“Bompard,” replied the other, “Mon Dieu! How do I know? No, I have not seen him, he is big enough to take care of himself.”
“That may be,” she replied, “but accidents happen no matter how big a man may be. He has not returned—”
“So it would seem,” said La Touche, who had now got the tin open and was turning the contents on to a plate. “But he will return when he remembers that it is dinner-time.”
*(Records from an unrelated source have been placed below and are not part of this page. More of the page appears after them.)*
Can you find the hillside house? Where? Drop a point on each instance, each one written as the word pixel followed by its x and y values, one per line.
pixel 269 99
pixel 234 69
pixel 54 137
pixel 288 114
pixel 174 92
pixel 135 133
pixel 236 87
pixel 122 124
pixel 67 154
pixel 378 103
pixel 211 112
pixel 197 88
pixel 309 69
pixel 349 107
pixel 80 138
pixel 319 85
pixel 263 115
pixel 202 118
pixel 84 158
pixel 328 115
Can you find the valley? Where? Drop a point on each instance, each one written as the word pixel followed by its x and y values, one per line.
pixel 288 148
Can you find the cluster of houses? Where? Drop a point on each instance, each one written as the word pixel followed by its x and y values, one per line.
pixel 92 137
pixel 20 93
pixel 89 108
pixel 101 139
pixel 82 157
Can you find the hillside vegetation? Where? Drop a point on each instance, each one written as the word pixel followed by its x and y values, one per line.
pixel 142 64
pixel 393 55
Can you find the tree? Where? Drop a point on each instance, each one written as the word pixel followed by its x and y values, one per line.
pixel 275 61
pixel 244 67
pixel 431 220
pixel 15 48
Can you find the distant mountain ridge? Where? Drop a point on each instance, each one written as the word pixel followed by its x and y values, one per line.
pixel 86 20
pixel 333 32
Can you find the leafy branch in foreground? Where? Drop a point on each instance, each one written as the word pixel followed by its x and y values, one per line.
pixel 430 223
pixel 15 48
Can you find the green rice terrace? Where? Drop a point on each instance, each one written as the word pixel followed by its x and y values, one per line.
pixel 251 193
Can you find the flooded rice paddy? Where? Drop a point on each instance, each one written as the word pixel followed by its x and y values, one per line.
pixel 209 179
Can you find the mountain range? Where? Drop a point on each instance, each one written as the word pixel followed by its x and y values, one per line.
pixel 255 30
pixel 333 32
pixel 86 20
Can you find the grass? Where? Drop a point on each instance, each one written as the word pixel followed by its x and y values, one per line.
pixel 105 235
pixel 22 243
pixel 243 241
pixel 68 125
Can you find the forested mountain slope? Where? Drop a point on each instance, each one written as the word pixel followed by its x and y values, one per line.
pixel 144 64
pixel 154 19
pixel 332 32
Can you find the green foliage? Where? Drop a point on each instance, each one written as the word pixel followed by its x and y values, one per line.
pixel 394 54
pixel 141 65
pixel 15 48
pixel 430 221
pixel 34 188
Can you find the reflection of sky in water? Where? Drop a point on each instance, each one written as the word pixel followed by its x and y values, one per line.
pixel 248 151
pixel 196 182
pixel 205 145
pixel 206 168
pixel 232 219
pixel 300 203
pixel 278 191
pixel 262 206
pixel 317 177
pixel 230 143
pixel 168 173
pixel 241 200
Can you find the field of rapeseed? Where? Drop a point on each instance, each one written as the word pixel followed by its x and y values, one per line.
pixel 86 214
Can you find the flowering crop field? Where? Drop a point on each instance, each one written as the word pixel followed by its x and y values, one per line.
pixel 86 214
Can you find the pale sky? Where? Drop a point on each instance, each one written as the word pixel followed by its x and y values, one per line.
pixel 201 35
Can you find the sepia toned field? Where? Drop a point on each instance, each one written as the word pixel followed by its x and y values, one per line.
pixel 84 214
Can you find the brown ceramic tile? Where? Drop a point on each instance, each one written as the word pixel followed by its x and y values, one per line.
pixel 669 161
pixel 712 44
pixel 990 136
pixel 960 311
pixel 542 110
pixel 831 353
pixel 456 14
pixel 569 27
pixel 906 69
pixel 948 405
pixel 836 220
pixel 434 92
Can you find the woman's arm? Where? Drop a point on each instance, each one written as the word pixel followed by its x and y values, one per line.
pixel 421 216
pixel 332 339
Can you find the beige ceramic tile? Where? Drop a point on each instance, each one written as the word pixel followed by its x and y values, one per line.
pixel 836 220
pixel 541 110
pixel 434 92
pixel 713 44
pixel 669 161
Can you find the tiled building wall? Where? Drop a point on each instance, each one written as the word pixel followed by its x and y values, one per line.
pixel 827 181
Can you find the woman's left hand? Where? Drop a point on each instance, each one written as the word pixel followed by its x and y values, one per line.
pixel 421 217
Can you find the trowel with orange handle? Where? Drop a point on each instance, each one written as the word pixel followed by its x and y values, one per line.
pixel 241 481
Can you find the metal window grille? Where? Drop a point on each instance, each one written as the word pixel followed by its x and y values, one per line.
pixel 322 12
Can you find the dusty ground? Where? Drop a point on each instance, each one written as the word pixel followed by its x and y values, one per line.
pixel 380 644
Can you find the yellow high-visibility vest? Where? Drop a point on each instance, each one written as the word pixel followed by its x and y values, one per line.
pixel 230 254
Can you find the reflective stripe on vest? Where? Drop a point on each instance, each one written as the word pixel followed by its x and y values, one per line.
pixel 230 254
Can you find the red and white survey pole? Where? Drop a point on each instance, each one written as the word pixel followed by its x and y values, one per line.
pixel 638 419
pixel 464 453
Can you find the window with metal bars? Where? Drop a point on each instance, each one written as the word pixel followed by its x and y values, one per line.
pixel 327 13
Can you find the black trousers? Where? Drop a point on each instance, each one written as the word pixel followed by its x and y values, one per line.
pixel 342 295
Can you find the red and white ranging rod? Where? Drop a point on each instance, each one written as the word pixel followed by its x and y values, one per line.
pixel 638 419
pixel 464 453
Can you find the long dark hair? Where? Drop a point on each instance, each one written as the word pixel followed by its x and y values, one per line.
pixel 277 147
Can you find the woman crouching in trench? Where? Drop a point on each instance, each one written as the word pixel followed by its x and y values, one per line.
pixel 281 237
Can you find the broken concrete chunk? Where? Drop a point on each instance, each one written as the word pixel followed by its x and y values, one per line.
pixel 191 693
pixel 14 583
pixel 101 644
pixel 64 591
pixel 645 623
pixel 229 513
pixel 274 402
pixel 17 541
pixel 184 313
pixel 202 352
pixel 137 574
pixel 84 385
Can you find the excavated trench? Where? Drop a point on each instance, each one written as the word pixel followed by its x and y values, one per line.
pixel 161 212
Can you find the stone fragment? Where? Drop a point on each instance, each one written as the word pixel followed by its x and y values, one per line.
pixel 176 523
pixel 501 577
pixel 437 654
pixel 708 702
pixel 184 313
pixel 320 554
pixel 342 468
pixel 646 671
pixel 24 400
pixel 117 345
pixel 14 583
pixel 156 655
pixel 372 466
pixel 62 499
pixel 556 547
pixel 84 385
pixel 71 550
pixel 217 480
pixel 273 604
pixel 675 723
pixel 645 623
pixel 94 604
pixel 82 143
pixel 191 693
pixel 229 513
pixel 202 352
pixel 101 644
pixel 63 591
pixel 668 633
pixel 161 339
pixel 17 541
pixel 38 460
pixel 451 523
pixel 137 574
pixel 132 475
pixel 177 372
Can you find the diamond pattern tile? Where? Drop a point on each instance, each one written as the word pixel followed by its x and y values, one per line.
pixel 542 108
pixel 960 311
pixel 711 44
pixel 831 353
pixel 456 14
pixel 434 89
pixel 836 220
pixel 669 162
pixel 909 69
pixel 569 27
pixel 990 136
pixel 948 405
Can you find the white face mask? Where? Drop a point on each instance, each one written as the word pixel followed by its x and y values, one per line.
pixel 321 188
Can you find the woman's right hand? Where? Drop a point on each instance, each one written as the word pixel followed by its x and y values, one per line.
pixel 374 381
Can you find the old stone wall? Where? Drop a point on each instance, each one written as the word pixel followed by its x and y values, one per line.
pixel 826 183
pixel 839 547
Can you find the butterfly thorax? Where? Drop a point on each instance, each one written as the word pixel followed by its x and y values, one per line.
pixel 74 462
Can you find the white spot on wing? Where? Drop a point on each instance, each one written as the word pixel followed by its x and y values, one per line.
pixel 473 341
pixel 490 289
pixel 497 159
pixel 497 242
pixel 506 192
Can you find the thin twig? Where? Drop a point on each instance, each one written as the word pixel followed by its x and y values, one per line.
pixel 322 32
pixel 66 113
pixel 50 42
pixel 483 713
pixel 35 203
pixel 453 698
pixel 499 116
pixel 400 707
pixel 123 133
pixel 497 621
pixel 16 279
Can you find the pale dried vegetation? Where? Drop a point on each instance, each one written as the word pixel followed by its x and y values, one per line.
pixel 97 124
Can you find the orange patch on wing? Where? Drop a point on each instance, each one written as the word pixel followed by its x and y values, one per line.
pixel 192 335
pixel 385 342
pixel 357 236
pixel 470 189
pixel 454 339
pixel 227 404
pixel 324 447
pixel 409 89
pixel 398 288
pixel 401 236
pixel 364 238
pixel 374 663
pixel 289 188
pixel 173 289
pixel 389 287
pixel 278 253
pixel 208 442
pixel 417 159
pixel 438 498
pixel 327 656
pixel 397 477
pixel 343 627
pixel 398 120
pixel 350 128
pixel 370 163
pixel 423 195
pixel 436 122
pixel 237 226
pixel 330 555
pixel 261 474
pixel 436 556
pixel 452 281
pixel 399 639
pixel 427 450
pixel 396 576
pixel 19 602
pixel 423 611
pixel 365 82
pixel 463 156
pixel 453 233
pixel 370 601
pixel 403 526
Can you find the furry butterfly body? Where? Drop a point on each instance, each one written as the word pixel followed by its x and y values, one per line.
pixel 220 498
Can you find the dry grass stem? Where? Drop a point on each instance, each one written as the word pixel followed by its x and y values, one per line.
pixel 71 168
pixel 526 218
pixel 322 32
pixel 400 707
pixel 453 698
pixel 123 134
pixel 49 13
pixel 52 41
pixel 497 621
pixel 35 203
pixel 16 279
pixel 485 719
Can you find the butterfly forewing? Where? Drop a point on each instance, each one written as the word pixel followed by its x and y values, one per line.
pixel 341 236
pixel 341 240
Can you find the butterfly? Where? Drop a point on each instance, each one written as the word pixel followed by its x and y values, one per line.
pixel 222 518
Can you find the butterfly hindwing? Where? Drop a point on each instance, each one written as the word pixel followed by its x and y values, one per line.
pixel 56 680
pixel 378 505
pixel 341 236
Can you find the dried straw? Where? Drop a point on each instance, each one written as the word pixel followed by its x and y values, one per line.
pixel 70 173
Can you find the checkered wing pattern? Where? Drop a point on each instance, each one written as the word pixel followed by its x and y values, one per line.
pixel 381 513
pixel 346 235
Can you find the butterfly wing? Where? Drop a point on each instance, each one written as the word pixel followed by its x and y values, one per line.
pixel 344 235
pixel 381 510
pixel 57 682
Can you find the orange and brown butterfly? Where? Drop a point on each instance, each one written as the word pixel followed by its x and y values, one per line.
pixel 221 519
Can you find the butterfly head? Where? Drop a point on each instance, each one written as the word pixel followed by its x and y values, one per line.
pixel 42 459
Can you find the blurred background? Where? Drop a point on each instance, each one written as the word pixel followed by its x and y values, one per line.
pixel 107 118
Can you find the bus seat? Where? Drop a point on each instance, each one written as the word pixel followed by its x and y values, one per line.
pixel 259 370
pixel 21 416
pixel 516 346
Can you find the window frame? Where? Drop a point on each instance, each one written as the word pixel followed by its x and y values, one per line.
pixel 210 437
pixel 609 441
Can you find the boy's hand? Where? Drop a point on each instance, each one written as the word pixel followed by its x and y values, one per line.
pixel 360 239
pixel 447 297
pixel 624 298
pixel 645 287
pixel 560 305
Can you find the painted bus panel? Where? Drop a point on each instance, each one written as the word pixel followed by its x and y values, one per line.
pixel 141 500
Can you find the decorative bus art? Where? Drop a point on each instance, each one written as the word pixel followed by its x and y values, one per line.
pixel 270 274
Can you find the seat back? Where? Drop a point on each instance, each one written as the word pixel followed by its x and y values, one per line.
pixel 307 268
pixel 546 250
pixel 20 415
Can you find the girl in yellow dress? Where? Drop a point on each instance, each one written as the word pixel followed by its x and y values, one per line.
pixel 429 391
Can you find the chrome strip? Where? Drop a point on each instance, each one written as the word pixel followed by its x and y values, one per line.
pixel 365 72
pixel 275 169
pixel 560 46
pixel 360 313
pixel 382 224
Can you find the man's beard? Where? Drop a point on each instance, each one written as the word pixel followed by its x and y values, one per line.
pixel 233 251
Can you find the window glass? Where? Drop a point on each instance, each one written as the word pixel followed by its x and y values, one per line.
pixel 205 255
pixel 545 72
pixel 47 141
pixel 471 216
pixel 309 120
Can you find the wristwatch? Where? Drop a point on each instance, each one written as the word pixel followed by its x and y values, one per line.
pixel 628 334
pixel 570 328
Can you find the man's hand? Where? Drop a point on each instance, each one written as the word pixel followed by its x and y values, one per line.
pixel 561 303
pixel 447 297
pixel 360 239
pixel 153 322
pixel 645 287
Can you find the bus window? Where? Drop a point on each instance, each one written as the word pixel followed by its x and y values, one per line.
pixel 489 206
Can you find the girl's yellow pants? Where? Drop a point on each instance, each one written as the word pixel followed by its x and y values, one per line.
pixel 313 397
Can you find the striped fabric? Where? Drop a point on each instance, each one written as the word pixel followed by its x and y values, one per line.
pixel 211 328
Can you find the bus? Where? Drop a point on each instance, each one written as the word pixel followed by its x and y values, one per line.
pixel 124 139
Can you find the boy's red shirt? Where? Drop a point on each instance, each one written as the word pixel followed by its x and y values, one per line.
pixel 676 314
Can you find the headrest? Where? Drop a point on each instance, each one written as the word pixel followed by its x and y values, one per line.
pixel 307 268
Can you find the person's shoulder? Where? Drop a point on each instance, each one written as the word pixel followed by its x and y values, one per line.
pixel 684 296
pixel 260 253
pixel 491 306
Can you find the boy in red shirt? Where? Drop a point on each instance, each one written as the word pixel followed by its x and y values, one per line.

Her lips were dry with anger, there was a contained insolence in the manner and voice of the other that roused her as much as his callousness. His mind seemed as cold as his pale blue eyes. All her mixed feelings towards him focussed suddenly into a point—she loathed him; but she held herself in.
“If he has not returned when we have finished dinner,” said she, “we will have to look for him.” She took a plate and some of the beef he had turned from the tin and with a couple of biscuits drew off and taking her place outside in the sun began her wretched meal. A rabbit that had run out on the sands sat up and looked at her as she ate, then it ran off and as she followed it with her eyes she contrasted the little friendly form with the form of La Touche, the dark innocent eyes with those eyes of washed-out blue, without depth, or, perhaps, veiling depth.
When she had finished eating she put the plate by her side and sat waiting for La Touche to make a movement.
Bompard that morning had left his tinder box behind him in the cave, she heard the strike of flint on steel. La Touche was lighting his pipe. She waited ten minutes or more, then she came to the cave mouth.
“Are you not coming to look for Bompard?” asked she.
“I’ll go when I choose,” said he, “I don’t want orders.”
“I gave you no orders,” she replied, “I asked you, are you not coming to look for Bompard who may be in difficulties, or lying perhaps with a broken limb—and you sit there smoking your pipe. But I give you orders now; get up and come and help to look for him. Get up at once.”